Saturday, December 4, 2010

Spiced carrot and bean sprout coleslaw

Just because i thought it sounded an interestingly different salad. It looks like it can be easily reduced to a smaller quantity, and you could leave out the cayenne pepper (very hot)

INGREDIENTS

8 medium-sized carrots (about 1 kg); 2 cups fresh bean sprouts, rinsed well and drained; 2 tbsp coriander leaves; 2 tbsp fresh mint leaves; ½ cup sultanas

Dressing: ½ cup whole-egg mayonnaise 1 ½ tsp ground cumin; 1 ½ tsp ground coriander; ½ tsp ground turmeric; ¼ tsp cayenne pepper, ½ tsp sea salt or to taste



METHOD

Peel the carrots and either cut them into very small julienne (with sides about 1mm thick), or grate them through the largest holes on your grater.

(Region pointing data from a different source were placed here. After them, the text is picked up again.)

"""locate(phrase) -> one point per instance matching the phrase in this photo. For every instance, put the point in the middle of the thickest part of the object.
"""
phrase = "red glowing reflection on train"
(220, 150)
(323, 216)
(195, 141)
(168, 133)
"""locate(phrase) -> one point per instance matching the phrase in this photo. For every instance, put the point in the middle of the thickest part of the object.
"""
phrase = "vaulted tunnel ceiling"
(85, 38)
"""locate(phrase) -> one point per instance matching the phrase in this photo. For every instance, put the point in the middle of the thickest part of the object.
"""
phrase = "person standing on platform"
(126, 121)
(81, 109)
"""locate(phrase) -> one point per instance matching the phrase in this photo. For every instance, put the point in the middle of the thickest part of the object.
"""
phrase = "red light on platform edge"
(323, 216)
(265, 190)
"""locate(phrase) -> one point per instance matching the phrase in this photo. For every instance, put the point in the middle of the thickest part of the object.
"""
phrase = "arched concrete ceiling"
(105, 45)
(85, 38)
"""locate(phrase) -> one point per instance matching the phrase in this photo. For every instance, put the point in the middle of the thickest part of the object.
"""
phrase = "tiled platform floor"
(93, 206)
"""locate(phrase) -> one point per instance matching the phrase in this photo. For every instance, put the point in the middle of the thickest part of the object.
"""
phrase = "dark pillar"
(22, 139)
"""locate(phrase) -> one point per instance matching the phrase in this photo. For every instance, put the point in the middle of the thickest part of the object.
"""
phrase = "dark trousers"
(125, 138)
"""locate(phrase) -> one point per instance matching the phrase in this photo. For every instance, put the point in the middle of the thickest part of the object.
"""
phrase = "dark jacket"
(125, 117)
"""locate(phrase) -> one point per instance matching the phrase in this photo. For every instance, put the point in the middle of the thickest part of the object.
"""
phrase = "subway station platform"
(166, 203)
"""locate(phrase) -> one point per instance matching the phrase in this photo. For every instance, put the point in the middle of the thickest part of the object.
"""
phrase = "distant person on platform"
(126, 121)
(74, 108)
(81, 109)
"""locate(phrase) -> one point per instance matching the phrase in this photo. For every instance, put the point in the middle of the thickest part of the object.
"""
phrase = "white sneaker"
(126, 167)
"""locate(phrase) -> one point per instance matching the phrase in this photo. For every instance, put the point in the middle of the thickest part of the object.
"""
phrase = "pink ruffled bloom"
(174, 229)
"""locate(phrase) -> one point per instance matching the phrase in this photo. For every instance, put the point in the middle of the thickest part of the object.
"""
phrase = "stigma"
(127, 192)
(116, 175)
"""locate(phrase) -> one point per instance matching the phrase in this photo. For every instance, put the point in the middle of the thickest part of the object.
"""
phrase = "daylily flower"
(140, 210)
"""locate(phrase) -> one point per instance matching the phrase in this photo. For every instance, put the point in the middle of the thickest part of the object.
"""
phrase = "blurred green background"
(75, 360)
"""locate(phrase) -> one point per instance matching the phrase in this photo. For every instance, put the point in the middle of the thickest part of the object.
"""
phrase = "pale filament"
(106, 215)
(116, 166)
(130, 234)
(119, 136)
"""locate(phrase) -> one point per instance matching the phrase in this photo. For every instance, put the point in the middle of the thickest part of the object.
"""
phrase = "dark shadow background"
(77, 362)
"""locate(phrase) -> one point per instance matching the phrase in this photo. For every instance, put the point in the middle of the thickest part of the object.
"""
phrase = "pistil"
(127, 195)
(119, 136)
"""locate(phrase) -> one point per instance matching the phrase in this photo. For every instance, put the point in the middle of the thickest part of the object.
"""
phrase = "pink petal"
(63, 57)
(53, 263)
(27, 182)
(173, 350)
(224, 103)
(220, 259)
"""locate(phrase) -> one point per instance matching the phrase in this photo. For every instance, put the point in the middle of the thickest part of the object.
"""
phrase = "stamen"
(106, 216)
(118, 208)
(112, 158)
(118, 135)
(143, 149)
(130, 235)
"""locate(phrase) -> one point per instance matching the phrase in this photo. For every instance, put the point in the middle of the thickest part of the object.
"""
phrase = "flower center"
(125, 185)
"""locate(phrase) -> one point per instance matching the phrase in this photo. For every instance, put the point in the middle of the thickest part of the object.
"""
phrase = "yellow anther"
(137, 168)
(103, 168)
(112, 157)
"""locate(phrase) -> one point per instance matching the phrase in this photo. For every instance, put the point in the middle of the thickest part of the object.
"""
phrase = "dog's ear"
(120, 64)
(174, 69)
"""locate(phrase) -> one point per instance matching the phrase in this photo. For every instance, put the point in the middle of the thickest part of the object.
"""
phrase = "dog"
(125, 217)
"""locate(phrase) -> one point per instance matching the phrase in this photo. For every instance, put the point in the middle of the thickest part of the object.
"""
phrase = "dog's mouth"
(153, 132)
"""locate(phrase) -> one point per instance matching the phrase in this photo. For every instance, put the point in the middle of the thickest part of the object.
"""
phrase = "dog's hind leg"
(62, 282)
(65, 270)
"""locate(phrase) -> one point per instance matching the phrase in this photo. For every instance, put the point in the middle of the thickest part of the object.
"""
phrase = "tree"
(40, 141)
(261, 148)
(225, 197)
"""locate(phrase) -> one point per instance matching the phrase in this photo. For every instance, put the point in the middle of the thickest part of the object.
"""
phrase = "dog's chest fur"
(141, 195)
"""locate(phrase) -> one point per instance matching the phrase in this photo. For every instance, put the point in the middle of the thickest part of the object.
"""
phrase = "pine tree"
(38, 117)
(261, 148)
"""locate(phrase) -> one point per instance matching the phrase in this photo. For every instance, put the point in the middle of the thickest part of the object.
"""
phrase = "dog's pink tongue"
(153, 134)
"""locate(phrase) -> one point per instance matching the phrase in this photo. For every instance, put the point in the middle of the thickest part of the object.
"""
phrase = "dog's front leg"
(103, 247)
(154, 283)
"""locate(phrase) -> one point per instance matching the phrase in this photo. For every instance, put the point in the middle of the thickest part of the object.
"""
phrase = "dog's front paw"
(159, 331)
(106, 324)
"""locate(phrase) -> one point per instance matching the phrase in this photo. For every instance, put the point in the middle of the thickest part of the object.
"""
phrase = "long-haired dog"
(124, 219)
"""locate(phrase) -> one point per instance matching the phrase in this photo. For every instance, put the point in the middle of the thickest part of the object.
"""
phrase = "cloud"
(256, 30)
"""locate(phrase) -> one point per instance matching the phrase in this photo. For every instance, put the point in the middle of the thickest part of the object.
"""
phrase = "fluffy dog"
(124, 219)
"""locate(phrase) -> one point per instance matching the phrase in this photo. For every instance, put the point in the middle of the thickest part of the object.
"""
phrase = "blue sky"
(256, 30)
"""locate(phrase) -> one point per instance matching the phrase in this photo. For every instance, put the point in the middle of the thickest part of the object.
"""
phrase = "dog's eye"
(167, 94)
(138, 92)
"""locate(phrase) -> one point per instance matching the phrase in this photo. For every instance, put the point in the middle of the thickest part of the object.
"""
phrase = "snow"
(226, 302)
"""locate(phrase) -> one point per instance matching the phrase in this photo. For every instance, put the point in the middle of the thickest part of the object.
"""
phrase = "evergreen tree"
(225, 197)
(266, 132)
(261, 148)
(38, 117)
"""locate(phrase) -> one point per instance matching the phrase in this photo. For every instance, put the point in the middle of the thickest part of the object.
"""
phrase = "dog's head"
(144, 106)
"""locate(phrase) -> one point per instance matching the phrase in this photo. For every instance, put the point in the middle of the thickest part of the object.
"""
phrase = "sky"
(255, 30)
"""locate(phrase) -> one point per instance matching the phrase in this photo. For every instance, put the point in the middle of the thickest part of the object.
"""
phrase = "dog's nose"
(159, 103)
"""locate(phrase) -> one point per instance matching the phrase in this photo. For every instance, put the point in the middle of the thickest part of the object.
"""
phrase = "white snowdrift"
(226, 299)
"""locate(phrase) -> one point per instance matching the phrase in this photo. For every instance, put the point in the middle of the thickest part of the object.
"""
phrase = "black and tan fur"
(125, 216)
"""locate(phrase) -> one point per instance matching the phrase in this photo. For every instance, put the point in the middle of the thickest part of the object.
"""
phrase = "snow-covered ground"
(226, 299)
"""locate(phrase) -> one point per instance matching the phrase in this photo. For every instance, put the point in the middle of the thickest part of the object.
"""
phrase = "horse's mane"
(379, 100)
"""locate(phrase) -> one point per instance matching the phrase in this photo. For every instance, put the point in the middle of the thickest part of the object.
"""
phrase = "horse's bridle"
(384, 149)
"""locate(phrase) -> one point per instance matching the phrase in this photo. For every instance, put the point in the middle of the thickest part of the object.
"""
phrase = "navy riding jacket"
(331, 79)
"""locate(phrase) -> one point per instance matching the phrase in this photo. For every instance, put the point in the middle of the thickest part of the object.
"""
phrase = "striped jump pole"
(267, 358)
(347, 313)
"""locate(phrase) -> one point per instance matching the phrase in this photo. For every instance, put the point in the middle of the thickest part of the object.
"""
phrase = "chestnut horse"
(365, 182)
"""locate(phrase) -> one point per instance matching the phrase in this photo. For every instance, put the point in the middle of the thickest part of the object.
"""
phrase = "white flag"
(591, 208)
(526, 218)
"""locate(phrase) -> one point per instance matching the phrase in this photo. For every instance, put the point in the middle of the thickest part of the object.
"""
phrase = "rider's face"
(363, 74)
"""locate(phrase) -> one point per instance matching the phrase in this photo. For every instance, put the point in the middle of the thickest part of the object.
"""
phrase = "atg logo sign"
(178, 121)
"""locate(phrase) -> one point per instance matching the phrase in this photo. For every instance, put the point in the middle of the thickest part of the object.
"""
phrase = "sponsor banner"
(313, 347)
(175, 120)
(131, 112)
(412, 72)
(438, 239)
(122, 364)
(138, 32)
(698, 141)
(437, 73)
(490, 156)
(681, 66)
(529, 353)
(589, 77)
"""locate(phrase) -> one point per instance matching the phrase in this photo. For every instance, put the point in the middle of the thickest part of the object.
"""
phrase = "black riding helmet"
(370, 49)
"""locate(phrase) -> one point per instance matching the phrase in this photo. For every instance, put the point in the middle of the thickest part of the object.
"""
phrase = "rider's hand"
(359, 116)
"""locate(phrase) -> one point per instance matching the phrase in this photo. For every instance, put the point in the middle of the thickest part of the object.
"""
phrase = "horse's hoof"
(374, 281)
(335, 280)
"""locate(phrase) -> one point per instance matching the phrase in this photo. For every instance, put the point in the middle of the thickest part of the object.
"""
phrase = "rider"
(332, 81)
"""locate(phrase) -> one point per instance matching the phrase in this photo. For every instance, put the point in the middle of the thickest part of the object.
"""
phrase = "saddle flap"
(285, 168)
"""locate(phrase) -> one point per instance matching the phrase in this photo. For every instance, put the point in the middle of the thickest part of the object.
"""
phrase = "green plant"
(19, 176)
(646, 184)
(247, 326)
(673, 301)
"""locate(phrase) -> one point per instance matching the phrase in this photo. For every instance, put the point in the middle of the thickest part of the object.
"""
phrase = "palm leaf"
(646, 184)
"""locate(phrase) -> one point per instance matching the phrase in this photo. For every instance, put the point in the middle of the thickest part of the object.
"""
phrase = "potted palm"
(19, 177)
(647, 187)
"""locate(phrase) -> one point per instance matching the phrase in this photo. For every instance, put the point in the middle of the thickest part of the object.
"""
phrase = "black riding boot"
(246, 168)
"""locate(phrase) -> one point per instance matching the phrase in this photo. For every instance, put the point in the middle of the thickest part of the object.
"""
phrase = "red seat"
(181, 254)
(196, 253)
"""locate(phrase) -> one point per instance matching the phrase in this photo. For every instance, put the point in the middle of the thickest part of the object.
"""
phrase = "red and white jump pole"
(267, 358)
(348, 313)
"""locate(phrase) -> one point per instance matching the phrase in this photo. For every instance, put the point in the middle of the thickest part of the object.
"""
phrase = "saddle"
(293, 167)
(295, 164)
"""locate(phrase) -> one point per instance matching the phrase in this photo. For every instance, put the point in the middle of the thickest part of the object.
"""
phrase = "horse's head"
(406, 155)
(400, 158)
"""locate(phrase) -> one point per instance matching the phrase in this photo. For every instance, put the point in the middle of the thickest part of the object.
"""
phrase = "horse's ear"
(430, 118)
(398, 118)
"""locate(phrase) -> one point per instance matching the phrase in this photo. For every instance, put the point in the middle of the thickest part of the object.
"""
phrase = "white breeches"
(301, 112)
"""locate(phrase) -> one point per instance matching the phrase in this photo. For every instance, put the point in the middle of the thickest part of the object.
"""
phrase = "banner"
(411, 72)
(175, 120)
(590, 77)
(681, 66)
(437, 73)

You can also scrape a zester along the carrot which will produce thin ribbons, and this produces the best looking result, but this is the most time-consuming to do. Place the carrot into a large bowl.

Place the beans sprouts between layers of paper towel and pat dry. Add to the carrots, together with the sultanas, torn mint leaves and coriander leaves. Toss briefly to combine.

Mix the dressing ingredients together and add half only to the carrot mixture. Toss through gently, then add a little more if you need it. You only want to flavour the salad, not swamp it. Use it sparingly.

Pile the salad onto a serving platter or into a bowl and serve immediately.